Bog Pimpernel, Lysimachia tenella
Bog Pimpernel, Lysimachia tenella, is a creeping, evergreen perennial that grows in wet open places such as fens, bogs and mires. Its creeping red-tinged stems bear pairs of leaves and then delicate pink flowers appear on short stalks in summer, usually from June to August. Bog Pimpernel’s flowers open fully on sunny days and have five petals, each with 7 or 8 darker pink stripes. It’s a lovely colour combination.
I learnt Bog Pimpernel’s scientific name as Anagallis tenella, but since then it has been moved to the genus Lysimachia. Bog Pimpernel now belongs with loosestrifes (such as Yellow Loosestrife, L. vulgaris, which I wrote about in August 2020) and several other pimpernels, including Yellow Pimpernel (L. nemorum) and the elusive, sought after Scarlet Pimpernel (L. arvensis, note 1). The genus Lysimachia is part of the Primrose family, the Primulaceae.
Lysimachia tenella is a native British plant and grows in several places in Norfolk, such as Holt Lowes and Buxton Heath. When I visited Buxton Heath earlier this month there was a lot of Bog Pimpernel in flower in the valley mire and smaller patches in damp areas at the top of the Heath. Thirty years ago there was just one area where the plant grew, a square in the valley mire where the top of the turf had been removed, creating a tiny damp depression (note 2).
The recent success of Lysimachia tenella at Buxton Heath is very encouraging but is sadly not typical of the plant’s fortunes. Bog Pimpernel is commoner in the west of the British Isles, including Ireland. In general the south and east of England are not the best places to look for Bog Pimpernel and in recent hot and dry summers Bog Pimpernel’s shallow root system and need for moisture have caused the plant a lot of stress. Historically, the plant has been lost from many places through drainage of wetlands, an excess of nutrients and agricultural “improvement”.
Outside the British Isles Lysimachia tenella is a native of Europe from Greece to Ireland and the Faeroe Islands and North Africa (Algeria, Morocco, and Tunisia). It has been introduced into southern Brazil. In Germany the plant has suffered declines of 99.8% since 1960 (note 3).
I have only seen Bog Pimpernel growing in the wild but the Royal Horticultural Society website lists it as a plant that can be grown in a sunny spot with moist but well drained soil in a garden. If you have the right conditions in your garden it is certainly hardy (H4, down to between -5 and -10 Celsius) and there is even a garden cultivar called ‘Studland’. The Pond Informer website suggests growing Bog Pimpernel around the shallow edges of a pond. The First Nature website says the plants are wonderful additions to any bog garden or to the waterlogged margin of a small pond. There are several stockists in the British Isles if you’d like to grow it – please don’t dig it up from the wild.
Bog Pimpernel isn’t considered to be edible and isn’t listed on the Plants For A Future website. It is just something to admire, and surely that is enough (note 4).

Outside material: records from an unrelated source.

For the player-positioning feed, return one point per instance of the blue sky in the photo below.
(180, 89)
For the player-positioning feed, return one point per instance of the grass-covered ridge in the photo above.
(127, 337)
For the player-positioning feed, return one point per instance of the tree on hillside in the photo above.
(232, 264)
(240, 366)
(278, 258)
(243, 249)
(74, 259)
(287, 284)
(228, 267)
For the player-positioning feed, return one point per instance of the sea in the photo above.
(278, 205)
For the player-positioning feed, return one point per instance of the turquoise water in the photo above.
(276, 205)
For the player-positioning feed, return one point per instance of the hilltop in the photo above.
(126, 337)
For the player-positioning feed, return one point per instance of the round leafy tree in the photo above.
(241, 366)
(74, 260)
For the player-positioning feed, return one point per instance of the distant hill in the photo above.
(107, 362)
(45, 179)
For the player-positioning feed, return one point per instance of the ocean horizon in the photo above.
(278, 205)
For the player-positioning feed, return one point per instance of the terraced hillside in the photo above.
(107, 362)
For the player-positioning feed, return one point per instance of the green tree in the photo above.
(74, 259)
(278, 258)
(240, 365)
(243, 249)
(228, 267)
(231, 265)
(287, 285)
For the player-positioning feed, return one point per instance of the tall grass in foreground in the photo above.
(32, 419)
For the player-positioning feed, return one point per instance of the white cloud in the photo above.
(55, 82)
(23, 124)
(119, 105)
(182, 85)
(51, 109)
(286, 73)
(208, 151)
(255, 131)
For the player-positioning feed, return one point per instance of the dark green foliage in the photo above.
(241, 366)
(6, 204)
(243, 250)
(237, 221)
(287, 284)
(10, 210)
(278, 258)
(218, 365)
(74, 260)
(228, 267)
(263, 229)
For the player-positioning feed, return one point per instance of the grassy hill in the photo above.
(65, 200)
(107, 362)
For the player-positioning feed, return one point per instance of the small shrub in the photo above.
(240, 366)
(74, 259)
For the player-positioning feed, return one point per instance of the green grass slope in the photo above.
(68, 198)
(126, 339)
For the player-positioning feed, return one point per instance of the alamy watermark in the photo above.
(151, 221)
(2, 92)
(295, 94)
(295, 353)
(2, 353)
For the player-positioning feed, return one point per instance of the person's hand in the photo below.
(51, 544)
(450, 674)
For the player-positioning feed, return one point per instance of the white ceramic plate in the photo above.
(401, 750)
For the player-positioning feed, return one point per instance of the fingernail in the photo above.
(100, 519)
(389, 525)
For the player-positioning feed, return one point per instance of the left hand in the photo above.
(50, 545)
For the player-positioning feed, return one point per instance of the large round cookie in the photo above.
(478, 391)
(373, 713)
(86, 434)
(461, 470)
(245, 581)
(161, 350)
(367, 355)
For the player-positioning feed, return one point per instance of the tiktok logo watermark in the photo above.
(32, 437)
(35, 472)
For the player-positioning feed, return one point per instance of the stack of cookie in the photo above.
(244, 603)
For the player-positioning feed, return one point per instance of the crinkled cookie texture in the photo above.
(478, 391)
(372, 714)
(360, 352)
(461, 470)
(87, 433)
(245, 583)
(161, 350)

The First Nature website still uses the older name, Anagallis tenella, and tells us that tenella means “delicate or tender” and Anagallis comes from Greek and means “to delight again”. How very appropriate for this lovely flower.
Notes
Note 1 – As in the novel “The Scarlet Pimpernel” by Baroness Orczy, written in 1905:
“They seek him here, they seek him there
Those Frenchies seek him everywhere
Is he in heaven or is he in hell?
That demned elusive Pimpernel”.
Note 2 – For just over a year (June 1993 until July 1994) Vanna and I spent most of our Saturdays on Buxton Heath, volunteering with the Buxton Heath Wildlife Group. In those days the group was run by Colin Penny, who no longer runs the group but whose quirky but sadly incomplete website still exists. The Norfolk Biodiversity Partnership website gives more up to date details for the group.

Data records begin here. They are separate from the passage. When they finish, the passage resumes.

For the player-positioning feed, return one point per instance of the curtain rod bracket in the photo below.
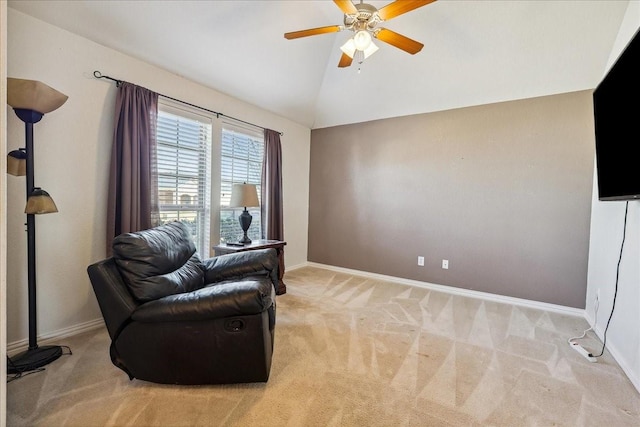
(98, 75)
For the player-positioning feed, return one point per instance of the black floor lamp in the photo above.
(31, 100)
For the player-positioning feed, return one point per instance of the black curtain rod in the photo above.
(99, 75)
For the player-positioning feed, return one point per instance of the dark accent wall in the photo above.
(502, 191)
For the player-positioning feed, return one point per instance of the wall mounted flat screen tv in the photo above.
(616, 108)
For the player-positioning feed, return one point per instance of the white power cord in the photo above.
(577, 347)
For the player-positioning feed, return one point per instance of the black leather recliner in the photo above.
(176, 319)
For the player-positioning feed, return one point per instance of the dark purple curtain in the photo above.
(132, 203)
(271, 208)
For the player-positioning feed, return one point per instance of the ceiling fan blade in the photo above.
(345, 61)
(399, 7)
(346, 6)
(312, 32)
(399, 41)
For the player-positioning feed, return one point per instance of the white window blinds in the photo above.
(242, 149)
(184, 172)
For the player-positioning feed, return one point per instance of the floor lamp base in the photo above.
(33, 359)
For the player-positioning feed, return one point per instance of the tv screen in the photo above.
(616, 108)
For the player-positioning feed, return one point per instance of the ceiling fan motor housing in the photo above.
(366, 18)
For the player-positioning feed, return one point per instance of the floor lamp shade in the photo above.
(31, 100)
(244, 195)
(40, 202)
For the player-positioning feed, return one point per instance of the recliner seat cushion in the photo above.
(159, 262)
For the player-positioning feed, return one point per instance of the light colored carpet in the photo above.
(352, 351)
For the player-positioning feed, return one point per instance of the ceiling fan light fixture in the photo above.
(362, 40)
(370, 50)
(349, 48)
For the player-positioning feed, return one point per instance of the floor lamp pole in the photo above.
(34, 357)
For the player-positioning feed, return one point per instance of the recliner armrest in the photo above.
(244, 297)
(242, 264)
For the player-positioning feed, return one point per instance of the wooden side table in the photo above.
(278, 245)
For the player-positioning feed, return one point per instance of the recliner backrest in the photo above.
(159, 261)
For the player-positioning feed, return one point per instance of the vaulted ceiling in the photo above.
(475, 52)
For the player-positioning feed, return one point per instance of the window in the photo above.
(184, 171)
(242, 149)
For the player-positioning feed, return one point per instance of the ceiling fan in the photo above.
(363, 20)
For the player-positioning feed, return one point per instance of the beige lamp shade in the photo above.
(40, 202)
(33, 95)
(244, 195)
(17, 163)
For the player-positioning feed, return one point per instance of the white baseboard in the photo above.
(451, 290)
(52, 338)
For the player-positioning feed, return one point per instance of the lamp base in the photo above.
(245, 222)
(33, 359)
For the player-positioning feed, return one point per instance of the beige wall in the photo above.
(502, 191)
(72, 148)
(3, 210)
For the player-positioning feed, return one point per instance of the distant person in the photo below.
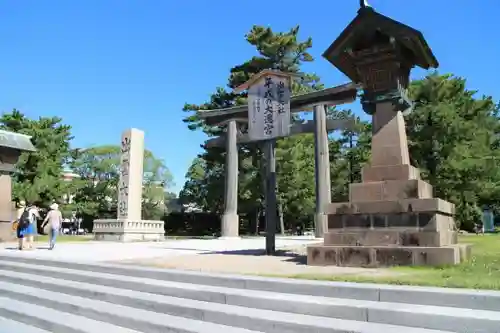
(27, 226)
(54, 219)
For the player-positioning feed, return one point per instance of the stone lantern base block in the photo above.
(383, 256)
(129, 230)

Back in the 1990s the management of Buxton Heath required lots of hard but enjoyable human toil.
Today a lot of the work is done by horses and cattle. This has led to many benefits to biodiversity, not just for Bog Pimpernel. See my May 2019 blog post about Nail Fungus for another example.
Note 3 – Eichenberg et. al. (2020), “Widespread decline in Central European plant diversity across six decades“. Global Change Biology, Vol. 27, pages 1097-1110. The article is open access. (I wish more were.)
Note 4 – There are lots of lovely photos of Lysimachia tenella on the internet, including on the Wildflower Finder, British Wildflowers, UK Southwest, Wildflowers of Ireland and First Nature websites.